Ein weiterer wichtiger Faktor ist der Verlegerverband VÖZ, dem die wichtigsten Wiener Qualitätszeitungen und etliche – noch immer profitable – Regionalzeitungen angehören. In der Vergangenheit waren einzelne Verleger so mächtig, dass sie sogar rechtliche Absurditäten erzwingen konnten: So ist es Zeitungen verboten, im ORF mit ihren Inhalten zu werben, also etwa ihren Schlagzeilen. Sie dürfen nur ihre Blattlinie thematisieren und abstrakte Imagewerbung schalten. Der Grund dafür war, dass für die Regionalzeitungen im Gegensatz zu der auch heute noch dominanten „Kronen-Zeitung“ bundesweites Marketing sinnlos war.

Die „Kronen-Zeitung“ ist zwar auch VÖZ-Mitglied, aber zugleich eine Machtbastion für sich. Sie erreicht mit ihrer Print-Ausgabe immer noch knapp 30 Prozent der Österreicher. Dank einer Strategie, die nutzt, dass der Facebook-Algorithmus auf negative Emotionen anspringt, und einer für beide Seiten Traffic-bringenden Zusammenarbeit mit FPÖ-Chef Heinz-Christian Strache, macht die „Kronen Zeitung“ heute auch im Digitalen ordentlich Quote.

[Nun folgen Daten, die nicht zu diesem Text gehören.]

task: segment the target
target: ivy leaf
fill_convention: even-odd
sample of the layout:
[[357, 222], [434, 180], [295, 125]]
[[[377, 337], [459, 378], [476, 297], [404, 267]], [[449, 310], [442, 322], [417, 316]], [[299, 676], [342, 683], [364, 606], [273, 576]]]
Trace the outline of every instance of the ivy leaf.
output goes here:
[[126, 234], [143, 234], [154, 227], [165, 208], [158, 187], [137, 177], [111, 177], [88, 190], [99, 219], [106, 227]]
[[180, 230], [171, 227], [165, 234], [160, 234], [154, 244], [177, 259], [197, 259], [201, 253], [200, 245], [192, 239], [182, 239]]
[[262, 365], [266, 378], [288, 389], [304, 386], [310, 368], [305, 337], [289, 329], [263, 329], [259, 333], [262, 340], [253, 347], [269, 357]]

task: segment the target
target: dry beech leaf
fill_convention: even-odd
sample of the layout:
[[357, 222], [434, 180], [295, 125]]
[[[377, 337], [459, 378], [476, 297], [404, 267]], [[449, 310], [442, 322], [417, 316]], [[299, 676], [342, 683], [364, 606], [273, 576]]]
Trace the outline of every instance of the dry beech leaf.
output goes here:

50 Prozent der „Krone“ gehören zur Funke-Gruppe, die zudem fast 50 Prozent an der bürgerlichen Tageszeitung „Kurier“ hält, die wiederum am größten Magazinverlag des Landes beteiligt ist. Die anderen 50 Prozent der „Krone“ sind in der Hand der Familie Dichand. Als Geschäftsführer und Chefredakteur fungiert Christoph Dichand.

Seine Ehefrau, Eva Dichand, gibt wiederum die erfolgreiche U-Bahnzeitung „Heute“ heraus. (Hier sind keine Deutschen beteiligt, sondern Schweizer, und zwar der Tamedia-Konzern.) Das bedeutet, 44 Prozent der Wienerinnen und Wiener greifen täglich zu mindestens einem Kleinformat aus dem Hause Dichand. Die zweite Familie, die den Wiener Boulevardmarkt aufmischt, das sind die Fellners, neben der Gratiszeitung namens „Österreich“ bauen sie gerade einen TV-Sender auf.

Cooperation first

Alle sagen nun, dem Wunsch des Medienministers nachkommen zu wollen: Cooperation first! Wie diese neue Zusammenarbeit konkret aussehen könnte, das bleibt vage: Dem ORF schwebt vor, nach dem Vorbild der BBC einen ORF-Player zu entwickeln, um diesen dann später zu einem Österreich-Portal auszubauen, das auch den Privaten Traffic bringen könnte.

Für eine gemeinsame Vermarktungsplattform zeigt man sich auch offen – aber nur, wenn im Gegenzug alle Beschränkungen im Digitalen fallen. Das will der Verband der Privatsender verhindern. Er fordert obendrein, dass der ORF künftig aus Steuermitteln finanziert wird. Außerdem reklamieren die Privaten die Umleitung eines schönen Anteils der ORF-Beiträge in Fördertöpfe, in die alle Anbieter von Public-Value-Content greifen können – eine Idee, die natürlich auch den Verlegern gefällt.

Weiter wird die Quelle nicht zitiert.